"Reasonable efforts" under P.L. 96-272 - Public Law; Adoption Assistance and Child Welfare Act - response to Viewpoint article

Children Today, May-June, 1989 by Cecilia Sidia

"Reasonable Efforts" Under P.L. 96-272

I find it impossible to disagree with most of the points made by Karen Dorros and Patricia Dorsey. As systems currently function, it is difficult to provide a reasonable resolution to cases such as Johnny's, particularly when the needed skills and resources may not be available. While I cannot agree that the burden of proof should be on the parent, nevertheless it does seem essential that parents should be required to show progress.

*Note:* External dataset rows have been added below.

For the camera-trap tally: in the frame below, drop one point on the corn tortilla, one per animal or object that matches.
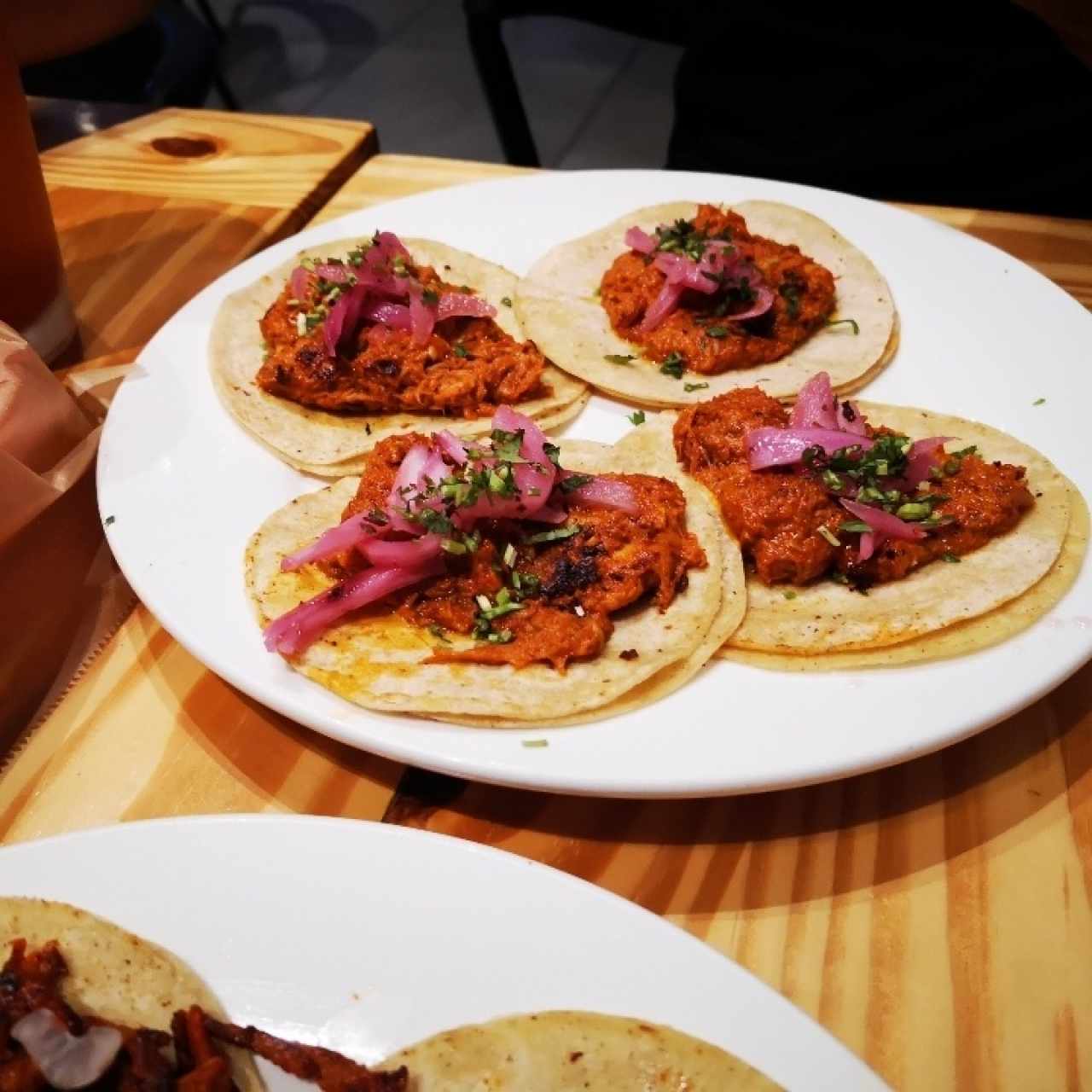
(557, 1052)
(375, 659)
(335, 444)
(558, 308)
(940, 609)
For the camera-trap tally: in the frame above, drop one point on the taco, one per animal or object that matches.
(110, 974)
(678, 303)
(353, 342)
(500, 582)
(554, 1052)
(85, 1003)
(874, 535)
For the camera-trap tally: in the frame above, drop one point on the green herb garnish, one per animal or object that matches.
(558, 533)
(791, 293)
(574, 482)
(674, 365)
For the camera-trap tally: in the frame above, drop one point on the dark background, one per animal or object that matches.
(970, 102)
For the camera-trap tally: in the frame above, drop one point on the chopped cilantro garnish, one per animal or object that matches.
(674, 365)
(574, 482)
(506, 445)
(681, 238)
(915, 510)
(549, 537)
(791, 293)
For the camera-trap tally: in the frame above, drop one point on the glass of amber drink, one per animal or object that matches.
(33, 295)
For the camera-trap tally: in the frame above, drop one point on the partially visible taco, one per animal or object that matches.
(355, 341)
(558, 1052)
(88, 1005)
(499, 582)
(874, 535)
(112, 974)
(678, 303)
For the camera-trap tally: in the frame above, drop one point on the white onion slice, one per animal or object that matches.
(66, 1060)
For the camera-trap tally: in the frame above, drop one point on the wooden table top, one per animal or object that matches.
(936, 916)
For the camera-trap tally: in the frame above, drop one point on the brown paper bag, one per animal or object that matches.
(46, 444)
(61, 592)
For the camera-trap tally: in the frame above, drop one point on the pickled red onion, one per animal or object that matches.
(392, 316)
(882, 522)
(662, 306)
(334, 272)
(459, 304)
(607, 492)
(299, 283)
(408, 554)
(347, 534)
(534, 479)
(921, 457)
(421, 317)
(451, 445)
(782, 447)
(869, 542)
(815, 404)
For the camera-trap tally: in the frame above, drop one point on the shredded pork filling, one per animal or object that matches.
(700, 335)
(550, 601)
(787, 521)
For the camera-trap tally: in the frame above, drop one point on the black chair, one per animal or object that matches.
(484, 23)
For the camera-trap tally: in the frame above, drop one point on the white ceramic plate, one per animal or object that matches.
(983, 336)
(365, 938)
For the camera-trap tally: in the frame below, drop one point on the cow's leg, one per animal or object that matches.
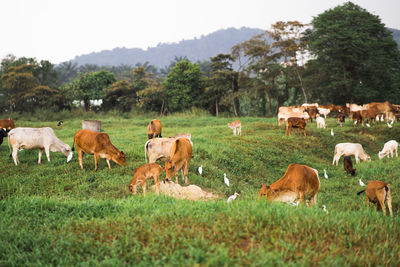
(109, 165)
(96, 161)
(40, 155)
(15, 155)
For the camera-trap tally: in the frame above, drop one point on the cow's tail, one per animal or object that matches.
(145, 150)
(362, 191)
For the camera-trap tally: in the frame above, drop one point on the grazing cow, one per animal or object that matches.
(154, 129)
(41, 138)
(180, 156)
(142, 173)
(299, 182)
(99, 145)
(8, 124)
(389, 148)
(299, 123)
(378, 192)
(349, 149)
(320, 122)
(348, 166)
(236, 126)
(3, 133)
(356, 116)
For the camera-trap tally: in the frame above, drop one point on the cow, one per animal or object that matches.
(8, 124)
(320, 122)
(378, 192)
(98, 144)
(3, 133)
(349, 149)
(389, 148)
(180, 156)
(348, 166)
(299, 123)
(236, 126)
(160, 148)
(300, 182)
(40, 138)
(142, 173)
(154, 129)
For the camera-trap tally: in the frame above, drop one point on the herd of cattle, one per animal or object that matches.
(300, 182)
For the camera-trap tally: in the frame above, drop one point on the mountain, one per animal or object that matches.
(160, 56)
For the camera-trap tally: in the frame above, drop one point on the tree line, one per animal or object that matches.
(346, 55)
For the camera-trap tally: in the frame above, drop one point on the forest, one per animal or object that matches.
(345, 55)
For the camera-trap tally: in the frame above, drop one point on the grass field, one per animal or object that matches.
(57, 214)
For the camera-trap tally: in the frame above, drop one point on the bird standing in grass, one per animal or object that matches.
(232, 198)
(226, 180)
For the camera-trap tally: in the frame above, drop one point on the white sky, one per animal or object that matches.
(59, 30)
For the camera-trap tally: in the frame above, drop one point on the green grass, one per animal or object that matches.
(57, 214)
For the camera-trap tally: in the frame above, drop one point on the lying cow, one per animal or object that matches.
(154, 129)
(142, 173)
(41, 138)
(300, 182)
(180, 156)
(350, 149)
(378, 192)
(348, 166)
(390, 148)
(98, 144)
(299, 123)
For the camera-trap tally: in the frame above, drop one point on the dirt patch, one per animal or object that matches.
(190, 192)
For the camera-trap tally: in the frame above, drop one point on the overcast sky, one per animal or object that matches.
(59, 30)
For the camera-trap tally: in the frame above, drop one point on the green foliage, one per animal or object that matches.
(184, 86)
(356, 55)
(57, 214)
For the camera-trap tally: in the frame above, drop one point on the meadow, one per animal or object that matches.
(57, 214)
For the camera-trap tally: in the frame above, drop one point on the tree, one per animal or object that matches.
(184, 86)
(356, 54)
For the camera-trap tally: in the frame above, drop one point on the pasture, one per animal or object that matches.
(57, 214)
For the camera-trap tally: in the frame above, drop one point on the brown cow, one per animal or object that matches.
(142, 173)
(7, 124)
(299, 182)
(293, 122)
(98, 144)
(154, 129)
(180, 156)
(378, 192)
(348, 165)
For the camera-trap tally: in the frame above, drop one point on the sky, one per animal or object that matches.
(59, 30)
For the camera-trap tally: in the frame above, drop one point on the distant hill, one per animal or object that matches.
(197, 49)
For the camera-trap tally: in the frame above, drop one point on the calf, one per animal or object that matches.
(41, 138)
(181, 154)
(378, 192)
(98, 144)
(154, 129)
(349, 149)
(236, 126)
(142, 173)
(348, 166)
(390, 147)
(299, 123)
(300, 182)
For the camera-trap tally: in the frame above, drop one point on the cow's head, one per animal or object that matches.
(170, 170)
(119, 158)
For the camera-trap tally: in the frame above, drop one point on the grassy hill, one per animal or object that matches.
(57, 214)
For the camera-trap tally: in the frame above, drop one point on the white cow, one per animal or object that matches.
(41, 138)
(389, 148)
(349, 149)
(320, 122)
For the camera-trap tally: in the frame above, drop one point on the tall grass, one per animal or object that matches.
(57, 214)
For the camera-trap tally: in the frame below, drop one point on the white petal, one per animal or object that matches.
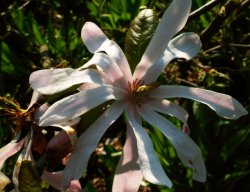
(149, 163)
(173, 20)
(50, 81)
(35, 96)
(108, 66)
(75, 105)
(88, 141)
(128, 175)
(96, 41)
(170, 108)
(4, 180)
(224, 105)
(186, 46)
(186, 149)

Under Public Law 96-272, the Adoption Assistance and Childe Welfare Act, the state is required to have a case plan for each child under its care and to make that plan available to the parents. The case plan should make clear the necessity for continued placement, compliance with the plan and progress made in alleviating the problems that caused the placement, and it should project a likely date when the child is to be returned home. It also requires a case review at least every six months to evaluate such factors as reasonable progress; at this time a change in the case goal, if progress is not satisfactory, could certainly be recommended. In addition, the law recommends that foster parents and others involved in the case, such as the child's therapist, be involved in this case review. If this is not being done, I suggest that concerned individuals approach the head of the social service agency and local child advocacy groups to change local policy in this regard.

However, it is generally agreed that a multiproblem neglect case like Johnny's is one of the most difficult types of cases encountered, requiring many resources and long-term support.

There are some possible solutions. In Johnny's case, the day-to-day risk to the child was not extreme, even though he did have bruises. An intensive, in-home therapy team, which could arrange for housing, maintain Johnny in the intervention program, and provide the mother with in-home behavioral training to enhance her parenting skills, might have been able to resolve not only Johnny's problems but those of the other children, as well. Such a program would also involve the mother with other ongoing, long-term supports in the community.

However, if this intensive effort failed, then I agree that the alternative should be termination of parental rights and a permanent family for Johnny. The current federal law does not preclude quick and decisive action, given that a "reasonable" effort has been made. Neither social service agencies nor judges appear to understand this very well at present. A current report from the Comptroller General of New York City suggests, after a study of boarder babies, that if other appropriate activities--diligent search and services to parents, for example--have been done, then the solution may be in "creating an assumption that rights are terminated after six months of no visits (legal abandonment) or failure to make progress toward bringing the child home (permanent neglect)."(*) This might be a desirable policy: It would reduce waiting by about 12 months.

Under current legal standards in New York, it requires a minimum of 31 months for adoption of an abandoned child and 37 months for a permanent neglect case. This is too long, and we must work more actively to represent children's interests in such situations.

(*)H.J. Goldin, Whatever Happened to the Boarder Babies?, Office of the Comptroller, City of New York, Jan. 1989.

Cecelia Sudia Family Services Specialist Children's Bureau, Administration for Children, Youth and Families, Office of Human Development Services, DHHS.